Çok sıcak yiyip içerek midemizi, yemek borumuzu yakıyoruz. Hijyene dikkat etmiyoruz. Ortak hijyenik maddeleri kullanarak helicobacter pylori kapıyoruz. Reflü oluyoruz, çaresine bakmıyoruz. Tuzu fazla tüketiyoruz.
Hala tuz oranı düşmedi mi?
Maalesef düşmedi. İnşallah restoranlar tuzlukları kaldıracak ve bu da bir sisteme oturacak...
Mangal konusunda kafalar karışık. Zararlı mı gerçekten?
Mangal güzel ama uygun teknikle yapılmadığı zaman riskli. Ekmekte de aynı şey geçerli.
Uygun mangal ne?
Ateş güzel olmalı. Etin yanık olmaması, etin üzerine is gelmemeli. Yanma olmadıktan sonra ya da yanık yeri kesip attıktan sonra risk ortadan kalkar. Duman altında bırakmamalı etleri.
Turşu zararlı mı?
Turşu bizim ülkemizde vazgeçilmez. Güzel bir lezzet, hepimiz çok seviyoruz ama her gün her yemekte yenmemeli.

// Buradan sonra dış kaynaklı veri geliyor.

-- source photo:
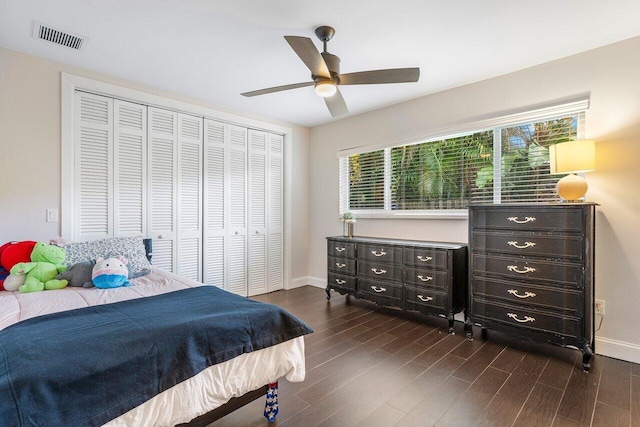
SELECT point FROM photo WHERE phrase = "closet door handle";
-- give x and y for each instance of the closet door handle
(521, 221)
(525, 320)
(515, 293)
(525, 246)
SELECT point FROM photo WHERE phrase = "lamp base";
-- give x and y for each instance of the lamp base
(572, 188)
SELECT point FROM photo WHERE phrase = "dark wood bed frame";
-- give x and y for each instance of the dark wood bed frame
(234, 403)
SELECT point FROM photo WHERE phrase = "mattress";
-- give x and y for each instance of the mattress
(199, 394)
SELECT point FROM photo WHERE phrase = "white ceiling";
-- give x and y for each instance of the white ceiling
(215, 49)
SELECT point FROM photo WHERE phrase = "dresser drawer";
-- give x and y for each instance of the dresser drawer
(548, 245)
(529, 218)
(341, 249)
(426, 278)
(420, 297)
(522, 268)
(528, 318)
(379, 253)
(550, 298)
(381, 292)
(425, 257)
(341, 265)
(342, 281)
(379, 270)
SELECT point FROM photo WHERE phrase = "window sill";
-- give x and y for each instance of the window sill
(433, 214)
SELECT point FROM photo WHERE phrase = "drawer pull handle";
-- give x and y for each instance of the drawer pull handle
(525, 270)
(521, 221)
(515, 293)
(525, 320)
(525, 246)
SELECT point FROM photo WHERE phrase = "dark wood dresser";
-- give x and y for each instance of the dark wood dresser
(531, 272)
(428, 277)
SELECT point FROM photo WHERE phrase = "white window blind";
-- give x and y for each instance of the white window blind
(508, 163)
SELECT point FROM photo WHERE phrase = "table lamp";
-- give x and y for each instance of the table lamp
(572, 156)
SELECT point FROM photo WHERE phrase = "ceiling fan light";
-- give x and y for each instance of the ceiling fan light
(326, 88)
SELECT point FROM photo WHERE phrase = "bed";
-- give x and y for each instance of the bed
(63, 384)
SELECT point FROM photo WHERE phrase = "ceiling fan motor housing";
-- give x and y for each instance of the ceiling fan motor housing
(333, 63)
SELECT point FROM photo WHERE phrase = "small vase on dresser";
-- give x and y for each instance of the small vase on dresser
(531, 272)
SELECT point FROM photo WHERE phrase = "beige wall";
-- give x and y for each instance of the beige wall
(30, 109)
(610, 75)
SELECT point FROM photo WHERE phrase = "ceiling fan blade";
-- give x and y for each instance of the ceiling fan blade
(395, 75)
(307, 51)
(336, 105)
(277, 89)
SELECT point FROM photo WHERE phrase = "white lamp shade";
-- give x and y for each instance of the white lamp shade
(573, 156)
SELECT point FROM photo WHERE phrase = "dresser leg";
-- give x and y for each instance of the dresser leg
(450, 319)
(587, 352)
(468, 327)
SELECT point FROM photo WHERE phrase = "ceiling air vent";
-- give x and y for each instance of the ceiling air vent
(53, 35)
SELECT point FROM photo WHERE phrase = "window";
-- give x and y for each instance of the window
(508, 163)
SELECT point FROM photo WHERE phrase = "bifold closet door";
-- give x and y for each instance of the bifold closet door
(162, 185)
(130, 171)
(258, 203)
(216, 169)
(189, 197)
(275, 230)
(236, 213)
(110, 168)
(93, 167)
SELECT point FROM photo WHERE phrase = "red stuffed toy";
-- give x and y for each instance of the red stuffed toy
(12, 253)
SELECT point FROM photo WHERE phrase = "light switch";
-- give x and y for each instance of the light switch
(52, 215)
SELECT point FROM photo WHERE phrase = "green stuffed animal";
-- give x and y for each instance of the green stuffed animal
(46, 263)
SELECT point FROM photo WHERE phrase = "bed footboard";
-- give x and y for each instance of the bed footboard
(232, 405)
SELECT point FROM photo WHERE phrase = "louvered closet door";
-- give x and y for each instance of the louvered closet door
(236, 210)
(215, 225)
(189, 221)
(162, 185)
(257, 212)
(93, 174)
(130, 169)
(275, 252)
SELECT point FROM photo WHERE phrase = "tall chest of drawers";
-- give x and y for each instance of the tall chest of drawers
(428, 277)
(531, 272)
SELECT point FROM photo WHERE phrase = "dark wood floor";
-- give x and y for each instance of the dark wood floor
(372, 366)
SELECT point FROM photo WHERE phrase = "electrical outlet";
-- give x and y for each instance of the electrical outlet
(600, 307)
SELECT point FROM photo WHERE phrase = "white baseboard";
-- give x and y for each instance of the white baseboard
(618, 349)
(318, 282)
(307, 280)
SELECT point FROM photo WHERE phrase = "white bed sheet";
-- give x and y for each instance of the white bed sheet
(200, 394)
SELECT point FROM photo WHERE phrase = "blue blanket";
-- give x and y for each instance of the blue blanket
(87, 366)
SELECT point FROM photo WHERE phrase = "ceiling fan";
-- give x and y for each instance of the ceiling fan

Evde yapılan turşu da mı zararlı?
Evde yapılan daha zararlı. Geleneksel yöntemler daha zararlı. Mide kanseri gıda sanayisinin gelişmesiyle Batı toplumunda azaldı. Daha az tuz kullanılıyor. Sanayi olduğunda bilimsel olarak yapıldığını kanıtlanmıştır. Evde yaptığımızı kim denetliyor? Herşeyi bireyler bilmiyor ki.
Hızlı yemenin bir etkisi var mı?
Doymayı geciktiriyor. Hızlı yerseniz doyma güdüsü gecikir. Hızlı yerseniz, yanık yerleri de yersiniz. Tuzu fazla alırsınız. Bu da mideye zarar verir.
Turunçgiller mideyi bozuyor diye biliyoruz
Asitli sebze ve meyveler gastritli hastalara sorun çıkarıyor. Haşlayıp yiyebilirsiniz. Miktarını az alırsınız. Bir mandalina yerine bir dilim, iki dilim mandalina yersiniz. Böylece sorun olmaktan çıkar. Birçok insan bir kilo mandalina, portakal yiyor. Fazla tüketmeye gerek yok.
Ne yesek, ne içsek şaşırdık. Her kafadan bir ses çıkıyor konu kanser olunca...
Korkmaya gerek yok. Her gıdayı dozunda tüketmek gerekiyor. Kanser korkusu çıkarıp da insanların hayat kalitesini bozmanın gereği yok. Ölçülü olmalıyız bu yeter bize.